Protesting the Stamp Act continued to occupy many American colonists in March 1766. It was certainly a primary concern of the printer of the Connecticut Courant and many of that newspaper’s readers. The Connecticut Courant was a more modest publication than some of its counterparts in larger cities – its four pages featured only two columns rather than three – but it opposed the Stamp Act with the same vigor as many more robust publications.
The first two (of four total) pages of the March 10, 1766, issue were devoted to coverage of the Stamp Act, including a letter from London (dated November 1 and reprinted from the Public Ledger), an extract of another letter from London (dated December 14 and reprinted from a Boston newspaper published February 27), and several shorter reports about the reactions of colonial officials near and far.
Advertisements of any sort did not appear until the third page. Today’s featured advertisement demonstrates that the commercial notices took on a political valence during the Stamp Act crisis. Printers, authors, and other members of the book trades marketed books and pamphlets about “The Necessity of Repealing the American STAMP-ACT.” And this particular advertisement should not be considered an isolated example. It appeared immediately above a similar advertisement for a pamphlet about “THE RIGHTS of the COLONIES TO THE PRIVILEGES Of British SUBJECTS.” The former was published in Boston and the latter in New York.
Both appeared in a column headed with an announcement that “THE last Tuesday of this Month (being the 25th Day) there is to be a General Congress of the SONS OF LIBERTY, in this Colony, to meet in Hartford, by their Representatives chosen for that Purpose.” (Was this an advertisement? It appeared alongside other advertisements, but given the printer’s political proclivities it is quire possible he inserted this notice gratis.) News coverage of the Stamp Act continued in the column to the left.
The content of the newspaper provides important context for understanding today’s advertisement.
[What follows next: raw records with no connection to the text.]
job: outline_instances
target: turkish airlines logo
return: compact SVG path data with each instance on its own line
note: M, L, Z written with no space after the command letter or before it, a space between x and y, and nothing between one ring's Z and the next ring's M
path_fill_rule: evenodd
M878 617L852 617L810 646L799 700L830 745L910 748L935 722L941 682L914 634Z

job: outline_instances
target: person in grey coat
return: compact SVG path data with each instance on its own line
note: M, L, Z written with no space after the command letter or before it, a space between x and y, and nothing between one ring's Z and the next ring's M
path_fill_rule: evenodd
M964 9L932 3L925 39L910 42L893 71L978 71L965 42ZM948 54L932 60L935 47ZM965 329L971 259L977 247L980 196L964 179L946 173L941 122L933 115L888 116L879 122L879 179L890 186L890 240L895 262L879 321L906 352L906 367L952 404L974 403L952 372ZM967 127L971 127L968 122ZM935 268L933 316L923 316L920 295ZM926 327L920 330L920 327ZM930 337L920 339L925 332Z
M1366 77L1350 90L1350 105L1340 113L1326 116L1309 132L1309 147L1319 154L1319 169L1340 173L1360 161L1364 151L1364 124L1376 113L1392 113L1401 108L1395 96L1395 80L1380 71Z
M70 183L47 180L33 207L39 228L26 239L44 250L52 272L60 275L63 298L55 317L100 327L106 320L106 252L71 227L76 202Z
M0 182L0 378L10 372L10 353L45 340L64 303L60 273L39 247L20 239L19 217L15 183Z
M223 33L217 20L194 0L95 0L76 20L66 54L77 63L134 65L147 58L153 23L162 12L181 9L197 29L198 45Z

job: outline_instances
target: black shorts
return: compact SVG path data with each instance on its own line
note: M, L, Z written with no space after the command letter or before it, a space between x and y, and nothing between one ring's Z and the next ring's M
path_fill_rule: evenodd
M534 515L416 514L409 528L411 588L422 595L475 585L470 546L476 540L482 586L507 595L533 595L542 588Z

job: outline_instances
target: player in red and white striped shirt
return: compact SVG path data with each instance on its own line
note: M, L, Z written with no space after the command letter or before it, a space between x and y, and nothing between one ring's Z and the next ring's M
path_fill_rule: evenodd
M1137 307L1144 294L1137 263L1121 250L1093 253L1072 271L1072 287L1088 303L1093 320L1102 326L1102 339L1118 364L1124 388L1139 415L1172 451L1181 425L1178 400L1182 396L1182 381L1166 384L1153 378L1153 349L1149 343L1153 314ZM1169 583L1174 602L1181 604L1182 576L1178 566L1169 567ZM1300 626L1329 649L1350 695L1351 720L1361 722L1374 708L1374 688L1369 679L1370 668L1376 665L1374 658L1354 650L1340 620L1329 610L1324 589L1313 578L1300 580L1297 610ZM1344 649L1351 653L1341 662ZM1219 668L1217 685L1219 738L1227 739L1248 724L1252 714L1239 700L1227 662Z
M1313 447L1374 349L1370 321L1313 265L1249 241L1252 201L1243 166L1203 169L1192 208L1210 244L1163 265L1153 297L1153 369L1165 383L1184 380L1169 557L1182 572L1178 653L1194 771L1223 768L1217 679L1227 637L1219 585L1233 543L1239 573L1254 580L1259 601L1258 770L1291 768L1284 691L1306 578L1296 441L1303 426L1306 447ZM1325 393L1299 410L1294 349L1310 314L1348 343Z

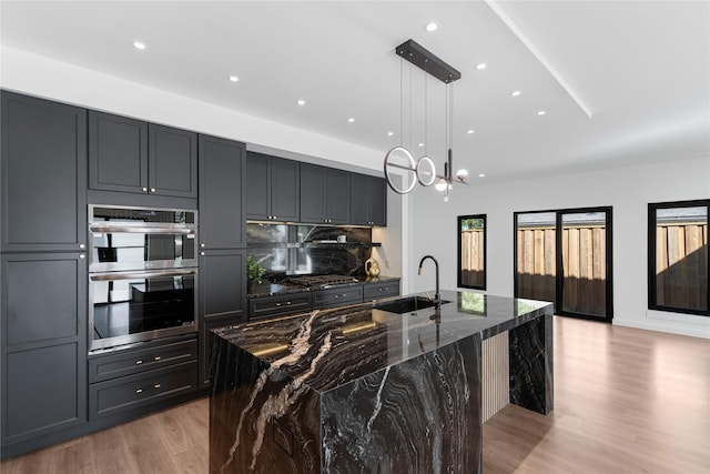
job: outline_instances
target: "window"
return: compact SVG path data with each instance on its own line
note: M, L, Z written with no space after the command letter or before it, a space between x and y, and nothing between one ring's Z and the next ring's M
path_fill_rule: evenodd
M486 214L458 216L458 286L486 289Z
M710 200L648 205L649 309L710 315Z
M551 301L556 314L613 317L611 208L516 212L516 297Z

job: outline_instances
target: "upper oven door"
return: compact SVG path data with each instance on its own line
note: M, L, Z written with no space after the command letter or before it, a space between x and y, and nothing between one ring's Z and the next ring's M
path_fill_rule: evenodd
M91 205L90 272L197 266L196 211Z

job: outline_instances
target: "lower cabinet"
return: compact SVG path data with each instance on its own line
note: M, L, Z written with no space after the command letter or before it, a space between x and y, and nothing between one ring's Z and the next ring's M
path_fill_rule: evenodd
M4 453L87 421L83 253L1 258L1 436Z
M89 420L197 390L197 340L152 342L89 359Z
M200 389L210 386L210 331L246 322L244 249L200 252Z
M363 286L363 300L373 301L381 297L399 295L399 280L389 280L377 283L365 283Z
M311 311L311 292L254 297L248 301L248 319L284 316Z
M210 370L212 367L212 336L211 331L219 327L239 324L242 321L231 316L212 316L202 320L200 325L200 389L210 387Z
M363 302L363 285L338 286L313 292L313 309L345 306Z

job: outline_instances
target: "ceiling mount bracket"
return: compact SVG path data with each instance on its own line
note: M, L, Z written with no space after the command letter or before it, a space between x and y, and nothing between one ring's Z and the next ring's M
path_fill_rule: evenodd
M442 61L414 40L403 42L395 48L395 52L397 56L447 84L462 78L460 72Z

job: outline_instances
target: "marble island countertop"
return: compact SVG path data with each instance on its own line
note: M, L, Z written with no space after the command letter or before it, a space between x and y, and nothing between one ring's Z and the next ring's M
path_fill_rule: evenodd
M446 290L442 299L445 303L438 313L433 306L404 314L381 309L402 300L397 296L261 320L215 333L255 357L277 364L291 376L312 370L308 386L326 391L475 333L487 339L544 314L549 306L539 301Z
M443 291L440 311L383 310L415 296L426 304L418 294L215 330L210 472L479 473L483 342L498 333L510 403L552 409L550 303Z

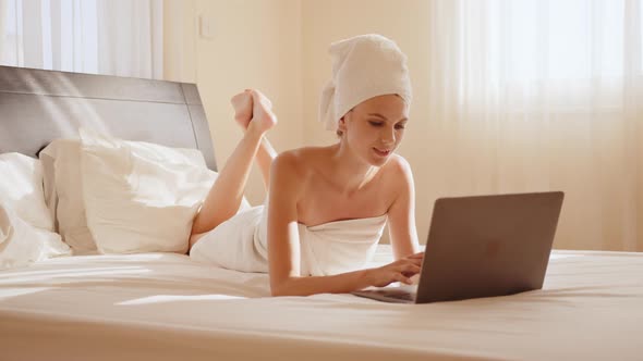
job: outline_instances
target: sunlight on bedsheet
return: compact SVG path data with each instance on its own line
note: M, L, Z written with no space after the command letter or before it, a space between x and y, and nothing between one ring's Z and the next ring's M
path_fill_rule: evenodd
M116 303L118 306L132 306L132 304L149 304L149 303L167 303L175 301L204 301L204 300L230 300L240 299L247 297L229 296L229 295L195 295L195 296L178 296L178 295L156 295L138 299L133 299L124 302Z
M28 269L27 269L28 270ZM54 269L54 270L45 270L45 271L23 271L23 272L13 272L7 275L0 274L0 279L11 281L17 279L20 282L25 281L34 281L34 278L44 277L47 278L48 276L56 276L57 278L64 278L64 277L87 277L87 276L97 276L97 275L107 275L107 276L114 276L114 275L128 275L128 274L141 274L141 273L148 273L151 272L149 269L145 269L142 266L119 266L119 267L93 267L93 269Z
M0 300L8 298L36 294L43 290L48 290L50 287L35 287L35 288L2 288L0 289Z

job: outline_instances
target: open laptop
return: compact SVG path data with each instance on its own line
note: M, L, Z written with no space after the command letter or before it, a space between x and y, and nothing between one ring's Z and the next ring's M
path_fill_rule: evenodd
M417 285L353 295L428 303L539 289L562 199L561 191L440 198Z

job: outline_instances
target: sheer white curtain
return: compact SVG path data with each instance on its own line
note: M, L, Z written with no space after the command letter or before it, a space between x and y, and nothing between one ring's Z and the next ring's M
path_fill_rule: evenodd
M162 78L162 0L0 0L0 64Z
M555 247L643 251L641 2L434 0L437 191L565 190Z

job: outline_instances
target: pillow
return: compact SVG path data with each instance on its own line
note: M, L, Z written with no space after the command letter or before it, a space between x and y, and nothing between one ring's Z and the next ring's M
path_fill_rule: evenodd
M0 270L70 253L58 234L32 226L0 204Z
M40 152L44 194L58 233L74 254L97 253L87 228L81 182L81 140L57 139Z
M87 224L99 250L185 253L193 219L217 177L203 154L85 129L81 138Z
M0 204L34 227L53 231L43 194L40 161L21 153L3 153L0 174Z

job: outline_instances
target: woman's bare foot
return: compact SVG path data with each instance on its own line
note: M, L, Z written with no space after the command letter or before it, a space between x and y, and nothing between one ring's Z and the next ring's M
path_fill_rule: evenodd
M272 113L272 103L258 90L250 90L252 96L252 120L248 128L265 133L277 124L277 116Z
M253 113L253 99L250 89L245 89L230 99L234 108L234 121L245 130Z

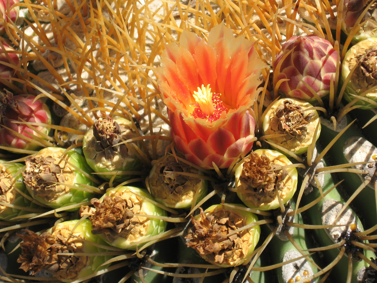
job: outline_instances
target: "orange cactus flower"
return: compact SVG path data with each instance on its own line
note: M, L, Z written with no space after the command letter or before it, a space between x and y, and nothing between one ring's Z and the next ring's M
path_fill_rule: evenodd
M205 169L229 167L253 146L251 107L265 65L253 43L222 24L206 41L184 32L167 44L157 70L172 137L186 158Z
The other items formed a narrative that may have influenced potential customers to purchase one or both of the pamphlets offered for sale.
Boycotts of imported goods certainly gave decisions about which goods to purchase (or not) political valence in the 1760s and 1770s, but advertisements for books and pamphlets defending the “RIGHTS of the COLONIES” encouraged colonists to become readers who were better informed and who could better articulate why the actions of Parliament were so dangerous.